Reasoning from basic principles is a valuable tool to evaluate conclusions. Sure, it has strong weaknesses (hidden assumptions which are wrong, insufficient imagination about what could happen, rationalizing one's biases). But it is useful, when you dont have complete trust in the quality or the scope of the experiment. For instance, claims about quantum computing solving NP complete problems are legitimately held in doubt because of theoretical reasons. Also, whenever there are short term positives hiding a long term negative, like say unsustainable financial or ecological behavior, the negatives might be only seen by a chain of reasoning and not by direct experiments.

I agree in the sense that we see so many cases in the other direction - reasoning full of holes being trusted over empirics. The interesting thing is in any given situation, how much trust to give to the different tools that we have to evaluate a claim.

ExpiredLink · on June 8, 2012

> We need more science in our computer science, which means more experiments and more results like this.

There is an ongoing experiment wrt the usability of programming languages, libraries, frameworks, concepts, ... It's called the market.

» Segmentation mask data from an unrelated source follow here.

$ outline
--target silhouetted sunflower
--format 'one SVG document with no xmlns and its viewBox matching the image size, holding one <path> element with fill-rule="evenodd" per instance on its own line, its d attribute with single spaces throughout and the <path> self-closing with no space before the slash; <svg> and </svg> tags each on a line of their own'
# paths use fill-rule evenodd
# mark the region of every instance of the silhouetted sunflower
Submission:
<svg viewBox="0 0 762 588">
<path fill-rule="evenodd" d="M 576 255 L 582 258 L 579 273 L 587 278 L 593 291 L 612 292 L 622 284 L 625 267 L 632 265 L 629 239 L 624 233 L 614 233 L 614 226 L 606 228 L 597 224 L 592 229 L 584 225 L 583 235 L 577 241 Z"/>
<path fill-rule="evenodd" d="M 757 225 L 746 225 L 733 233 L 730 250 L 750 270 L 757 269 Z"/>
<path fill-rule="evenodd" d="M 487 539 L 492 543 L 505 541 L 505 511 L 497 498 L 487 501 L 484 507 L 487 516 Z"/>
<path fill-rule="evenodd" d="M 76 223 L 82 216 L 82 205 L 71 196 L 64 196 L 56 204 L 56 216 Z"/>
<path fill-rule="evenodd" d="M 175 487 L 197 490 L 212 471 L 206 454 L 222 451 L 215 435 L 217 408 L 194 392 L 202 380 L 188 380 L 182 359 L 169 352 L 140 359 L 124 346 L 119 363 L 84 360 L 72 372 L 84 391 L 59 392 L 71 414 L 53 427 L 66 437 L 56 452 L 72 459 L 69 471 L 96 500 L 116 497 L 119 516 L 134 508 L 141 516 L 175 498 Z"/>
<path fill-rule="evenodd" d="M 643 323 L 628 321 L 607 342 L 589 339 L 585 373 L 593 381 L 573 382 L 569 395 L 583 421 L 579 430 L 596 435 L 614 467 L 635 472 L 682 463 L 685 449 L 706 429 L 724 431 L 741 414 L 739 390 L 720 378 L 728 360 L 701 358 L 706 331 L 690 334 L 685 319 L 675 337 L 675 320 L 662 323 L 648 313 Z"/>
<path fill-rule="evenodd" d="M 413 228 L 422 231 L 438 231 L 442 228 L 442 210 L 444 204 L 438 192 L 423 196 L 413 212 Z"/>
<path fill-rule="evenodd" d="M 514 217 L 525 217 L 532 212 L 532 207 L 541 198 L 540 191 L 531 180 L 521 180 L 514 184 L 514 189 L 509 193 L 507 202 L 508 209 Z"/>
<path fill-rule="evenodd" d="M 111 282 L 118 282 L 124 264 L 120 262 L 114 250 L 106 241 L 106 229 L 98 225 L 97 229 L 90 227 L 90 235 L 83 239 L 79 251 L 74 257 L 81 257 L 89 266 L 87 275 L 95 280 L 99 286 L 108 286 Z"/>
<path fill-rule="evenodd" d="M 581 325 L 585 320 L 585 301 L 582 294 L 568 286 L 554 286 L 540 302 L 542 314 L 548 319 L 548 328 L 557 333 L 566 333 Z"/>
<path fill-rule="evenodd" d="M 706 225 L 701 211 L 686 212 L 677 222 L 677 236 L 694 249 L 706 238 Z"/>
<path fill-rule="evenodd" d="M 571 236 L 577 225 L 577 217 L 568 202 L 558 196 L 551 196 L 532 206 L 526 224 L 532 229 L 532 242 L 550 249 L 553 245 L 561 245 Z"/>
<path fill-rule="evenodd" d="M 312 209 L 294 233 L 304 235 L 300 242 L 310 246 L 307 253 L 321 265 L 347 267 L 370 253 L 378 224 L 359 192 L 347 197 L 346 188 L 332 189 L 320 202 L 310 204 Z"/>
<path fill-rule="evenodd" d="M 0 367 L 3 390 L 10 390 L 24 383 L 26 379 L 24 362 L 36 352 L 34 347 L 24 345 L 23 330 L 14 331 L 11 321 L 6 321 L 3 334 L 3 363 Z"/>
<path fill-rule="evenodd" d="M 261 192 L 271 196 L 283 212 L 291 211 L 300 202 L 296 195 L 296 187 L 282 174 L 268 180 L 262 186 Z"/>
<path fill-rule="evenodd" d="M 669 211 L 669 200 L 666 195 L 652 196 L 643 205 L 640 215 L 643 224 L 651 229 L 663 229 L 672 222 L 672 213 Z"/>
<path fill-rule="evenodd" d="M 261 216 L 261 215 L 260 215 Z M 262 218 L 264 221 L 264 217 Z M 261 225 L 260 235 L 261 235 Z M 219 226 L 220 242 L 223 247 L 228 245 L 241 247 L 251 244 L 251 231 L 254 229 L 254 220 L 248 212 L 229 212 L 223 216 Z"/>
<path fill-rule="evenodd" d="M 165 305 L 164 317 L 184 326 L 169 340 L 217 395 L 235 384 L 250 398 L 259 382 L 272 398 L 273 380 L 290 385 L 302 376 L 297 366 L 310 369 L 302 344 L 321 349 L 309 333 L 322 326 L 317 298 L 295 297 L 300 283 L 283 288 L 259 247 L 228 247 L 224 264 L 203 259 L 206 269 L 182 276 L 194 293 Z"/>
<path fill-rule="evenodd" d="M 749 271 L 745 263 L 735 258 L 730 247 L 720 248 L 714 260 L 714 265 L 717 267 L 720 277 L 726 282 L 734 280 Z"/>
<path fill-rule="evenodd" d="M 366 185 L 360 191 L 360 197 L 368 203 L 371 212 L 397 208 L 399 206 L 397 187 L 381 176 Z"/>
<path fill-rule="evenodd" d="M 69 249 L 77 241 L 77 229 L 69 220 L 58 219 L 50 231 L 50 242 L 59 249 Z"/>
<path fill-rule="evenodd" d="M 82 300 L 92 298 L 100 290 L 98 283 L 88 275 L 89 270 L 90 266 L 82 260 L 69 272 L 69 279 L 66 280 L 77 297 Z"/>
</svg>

madhadron · on June 8, 2012

Counterexample: JavaScript. It is the best demonstration I know of that our choice of languages and tools is mostly based on historical accident rather than any technical criteria.

xyzzyz · on June 8, 2012

Market is testing for many more different features than just usability, and as such is rather useless if you want to test a single thing.

johnchristopher · on June 8, 2012

What are the market's conclusions regarding dynamic and static typing ?

aangjie · on June 8, 2012

I second that.It's one of the reasons i quit my day job to do a Master's degree...though i chose a naive enough college and course that am now back to a programming job where i am surrounded by the same type of crowd again.

pcopley · on June 8, 2012

I'm curious what your Master's is in and what "type" you're surrounded by.

aangjie · on June 8, 2012

Oh. Sorry, for that snarky reply(tired i guess). I have a master's in cognitive science(from india). And currently a python programmer here. Mainly because there aren't that many jobs(in cog. sci.) , here and i was not focused enough to get published in a journal during my master's. As for types, well, one ex: is a situation where i was trying to defend my choice of Dvorak kb saying usability and got a dismissive, snorty laugh as a response.